Saturday, June 21, 2008

A tale of two Ribbles #2


I again visited two different versions of the Ribble this week.......only this time, they were both the same place!
As I reached the water's edge on Tuseday evening, I was faced by a river so pathetically low and weedy that it was barely worth fishing. All those pools which weeks earlier had been delightfully brisk and lively had gradually shrunk to virtually nothing and the thought of using any sub-surface tactic of any description, just wasn't on the cards.
Dry fly it was then, and with little rising, sport proved slow. There was no hatch to speak of so I fished a fairly large, suggestive pattern through the likely spots to take a succession of small trout and one slightly better one of 12oz or so. A 3lb chub proved to be the only surprise. He took a paradun and provided brief excitement before surrendering lamely to the net.

The evening was just about summed up when I finally hooked a large trout in a narrow slot between a boulder and a bed of silkweed, only for the fish to leap clear and land on the adjacent slime, immediately burying itself and shedding the hook!

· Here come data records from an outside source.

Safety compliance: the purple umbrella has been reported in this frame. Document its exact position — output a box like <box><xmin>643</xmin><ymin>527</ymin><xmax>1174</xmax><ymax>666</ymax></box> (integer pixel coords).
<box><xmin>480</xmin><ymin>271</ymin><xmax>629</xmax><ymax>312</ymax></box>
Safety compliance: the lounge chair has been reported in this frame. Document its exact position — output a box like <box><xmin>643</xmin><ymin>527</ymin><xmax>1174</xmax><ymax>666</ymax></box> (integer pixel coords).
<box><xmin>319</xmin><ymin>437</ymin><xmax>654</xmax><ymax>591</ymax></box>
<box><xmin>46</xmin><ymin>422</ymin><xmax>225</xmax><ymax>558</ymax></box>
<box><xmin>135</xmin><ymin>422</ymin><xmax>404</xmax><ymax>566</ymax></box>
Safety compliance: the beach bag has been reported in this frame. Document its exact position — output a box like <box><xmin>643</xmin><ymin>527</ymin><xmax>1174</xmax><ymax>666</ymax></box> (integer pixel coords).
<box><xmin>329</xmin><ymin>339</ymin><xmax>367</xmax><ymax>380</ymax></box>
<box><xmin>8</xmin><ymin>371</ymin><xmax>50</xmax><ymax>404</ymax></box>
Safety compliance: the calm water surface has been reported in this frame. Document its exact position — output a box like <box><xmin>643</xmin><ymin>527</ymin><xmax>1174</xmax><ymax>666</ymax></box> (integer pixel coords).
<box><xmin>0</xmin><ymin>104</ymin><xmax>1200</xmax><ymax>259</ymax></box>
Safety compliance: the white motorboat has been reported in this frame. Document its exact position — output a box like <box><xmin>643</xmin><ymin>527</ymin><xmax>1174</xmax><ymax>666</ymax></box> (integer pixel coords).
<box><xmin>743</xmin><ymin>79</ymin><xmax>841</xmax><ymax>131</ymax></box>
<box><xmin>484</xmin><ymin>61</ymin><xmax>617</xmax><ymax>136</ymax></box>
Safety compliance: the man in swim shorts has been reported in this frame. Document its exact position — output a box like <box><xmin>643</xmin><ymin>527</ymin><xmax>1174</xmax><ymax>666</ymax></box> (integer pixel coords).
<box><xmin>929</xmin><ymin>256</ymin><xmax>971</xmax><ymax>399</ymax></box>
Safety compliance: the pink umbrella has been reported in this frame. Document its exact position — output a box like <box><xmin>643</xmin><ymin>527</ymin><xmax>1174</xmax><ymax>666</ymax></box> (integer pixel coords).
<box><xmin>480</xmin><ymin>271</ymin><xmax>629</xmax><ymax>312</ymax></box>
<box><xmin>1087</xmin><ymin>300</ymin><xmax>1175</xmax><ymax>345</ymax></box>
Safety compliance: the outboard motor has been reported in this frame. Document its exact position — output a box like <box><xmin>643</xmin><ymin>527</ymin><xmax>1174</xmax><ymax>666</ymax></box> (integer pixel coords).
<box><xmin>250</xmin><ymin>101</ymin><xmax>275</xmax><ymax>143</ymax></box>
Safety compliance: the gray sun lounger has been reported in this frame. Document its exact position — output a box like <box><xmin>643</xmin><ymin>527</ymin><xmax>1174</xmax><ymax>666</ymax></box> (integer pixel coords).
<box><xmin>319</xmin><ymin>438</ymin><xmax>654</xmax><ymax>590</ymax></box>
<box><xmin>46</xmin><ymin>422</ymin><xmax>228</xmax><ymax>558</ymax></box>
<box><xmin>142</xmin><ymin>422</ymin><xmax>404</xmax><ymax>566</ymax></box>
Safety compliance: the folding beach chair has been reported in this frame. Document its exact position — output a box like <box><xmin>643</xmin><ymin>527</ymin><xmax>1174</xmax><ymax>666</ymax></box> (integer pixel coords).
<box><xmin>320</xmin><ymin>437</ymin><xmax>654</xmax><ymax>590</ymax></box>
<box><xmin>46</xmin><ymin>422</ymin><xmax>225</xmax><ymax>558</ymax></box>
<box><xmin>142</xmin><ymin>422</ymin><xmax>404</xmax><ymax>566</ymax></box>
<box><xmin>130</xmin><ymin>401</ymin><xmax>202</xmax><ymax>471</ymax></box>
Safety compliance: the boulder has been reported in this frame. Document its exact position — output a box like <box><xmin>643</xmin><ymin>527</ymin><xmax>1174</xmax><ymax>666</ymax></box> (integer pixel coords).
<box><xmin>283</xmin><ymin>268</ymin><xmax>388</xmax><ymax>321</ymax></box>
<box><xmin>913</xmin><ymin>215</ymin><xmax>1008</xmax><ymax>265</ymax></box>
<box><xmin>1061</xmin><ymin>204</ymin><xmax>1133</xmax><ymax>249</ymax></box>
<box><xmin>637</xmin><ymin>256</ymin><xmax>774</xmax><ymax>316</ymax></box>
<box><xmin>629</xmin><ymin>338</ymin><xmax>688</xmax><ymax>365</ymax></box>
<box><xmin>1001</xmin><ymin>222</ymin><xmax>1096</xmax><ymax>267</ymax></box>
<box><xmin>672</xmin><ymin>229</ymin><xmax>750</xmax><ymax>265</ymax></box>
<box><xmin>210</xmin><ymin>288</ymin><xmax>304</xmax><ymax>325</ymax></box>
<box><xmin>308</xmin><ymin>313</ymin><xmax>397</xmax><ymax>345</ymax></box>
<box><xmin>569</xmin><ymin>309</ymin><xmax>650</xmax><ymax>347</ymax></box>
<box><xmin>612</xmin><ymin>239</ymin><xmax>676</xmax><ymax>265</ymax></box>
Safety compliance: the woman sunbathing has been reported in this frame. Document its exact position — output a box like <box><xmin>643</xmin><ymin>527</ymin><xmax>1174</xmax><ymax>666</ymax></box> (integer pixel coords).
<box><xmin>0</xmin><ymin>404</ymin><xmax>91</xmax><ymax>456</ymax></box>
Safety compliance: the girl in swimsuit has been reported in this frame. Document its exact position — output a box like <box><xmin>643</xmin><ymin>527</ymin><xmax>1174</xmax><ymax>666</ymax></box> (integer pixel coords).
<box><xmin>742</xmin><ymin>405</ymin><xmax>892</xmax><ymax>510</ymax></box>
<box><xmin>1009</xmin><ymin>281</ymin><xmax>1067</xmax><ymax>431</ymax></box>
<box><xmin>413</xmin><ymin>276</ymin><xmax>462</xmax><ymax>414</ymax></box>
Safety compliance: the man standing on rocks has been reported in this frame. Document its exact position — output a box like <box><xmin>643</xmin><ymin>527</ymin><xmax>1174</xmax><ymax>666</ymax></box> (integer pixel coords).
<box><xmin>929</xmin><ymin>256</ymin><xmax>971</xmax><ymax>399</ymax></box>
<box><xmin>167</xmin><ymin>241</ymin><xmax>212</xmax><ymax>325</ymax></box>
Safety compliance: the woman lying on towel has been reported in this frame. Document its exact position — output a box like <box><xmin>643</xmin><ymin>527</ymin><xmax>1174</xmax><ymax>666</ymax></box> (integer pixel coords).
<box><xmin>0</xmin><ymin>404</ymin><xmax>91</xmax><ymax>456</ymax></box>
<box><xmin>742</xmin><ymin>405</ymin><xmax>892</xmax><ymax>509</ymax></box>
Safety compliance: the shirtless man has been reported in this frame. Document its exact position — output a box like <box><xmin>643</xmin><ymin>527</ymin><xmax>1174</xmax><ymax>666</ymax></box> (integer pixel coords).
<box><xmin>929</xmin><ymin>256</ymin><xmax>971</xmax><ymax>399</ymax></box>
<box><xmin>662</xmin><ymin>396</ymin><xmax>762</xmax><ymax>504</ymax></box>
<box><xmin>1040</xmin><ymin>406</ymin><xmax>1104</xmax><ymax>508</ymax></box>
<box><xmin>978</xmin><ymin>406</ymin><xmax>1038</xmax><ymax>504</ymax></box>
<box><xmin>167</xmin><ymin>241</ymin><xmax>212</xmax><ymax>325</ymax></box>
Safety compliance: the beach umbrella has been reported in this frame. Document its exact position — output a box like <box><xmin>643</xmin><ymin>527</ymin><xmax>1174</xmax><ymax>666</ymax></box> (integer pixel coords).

The Ribble which I fished with Dad on Friday night was a totally different proposition. The weather finally broke on Wednesday and put a 3' flood through the catchment. By the time we reached the water, this had dropped back to 6" and was clearing nicely. The river had been restored to her former glory and was glowing brightly with a peaty amber tinge. The water chuckled over previously bleached dry stones and flecks of foam converged from the neck of every pool to form enticing 'food lanes' below. I was full of anticipation of a fine evening's sport and a chance to show the old man what river trouting can offer......

Unfortunately in the time-honoured fashion, the evening didn't go at all to plan and the going proved frustratingly slow. With little hatching, we started off with a couple of nymphs worked upstream into likely pockets, channels and riffles. Dad soon got the hang of this and we brought to hand a number of small trout to either a sedge pupa, or a pink-collared hare's ear (always a sure bet when the water carries a touch of colour). However, the better fish refused to show themselves.

Later on, I sifted the margins for a while and found good numbers of ripe blue-winged olive nymphs beneath the mossy stones, which gave me cause to be hopeful that the last hour of light might produce a hatch of duns.

I also noticed a few large spinners mating over the water. They were unlike any species I have seen before, so I looked closer. With a strange dark patch on the leading edge of the forewings and exceptionally long tails, they were about brook dun sized, only without the reddish colouration typical of spinners of the heptagnidae family.

Later consultation of my British Ephemeroptera guide has allowed me to confidently identify the flies as Ecdyonurus insignius, the Large Green Dun - a fairly uncommon upwing with very localised distribution. I doubt the trout were too interested in them though, so we moved on upstream as the light began to fade.

Eventually we did see a few BWO's start to pop up on some calmer water; not a massive hatch, but enough to bring a few good trout onto the feed. We managed a couple of better fish of 12oz and 1lb to the snowshoe hare emerger and Dad was unlucky to drop a couple of very good ones, but other than that, the evening was a quiet one. Pleasant enough, but quiet.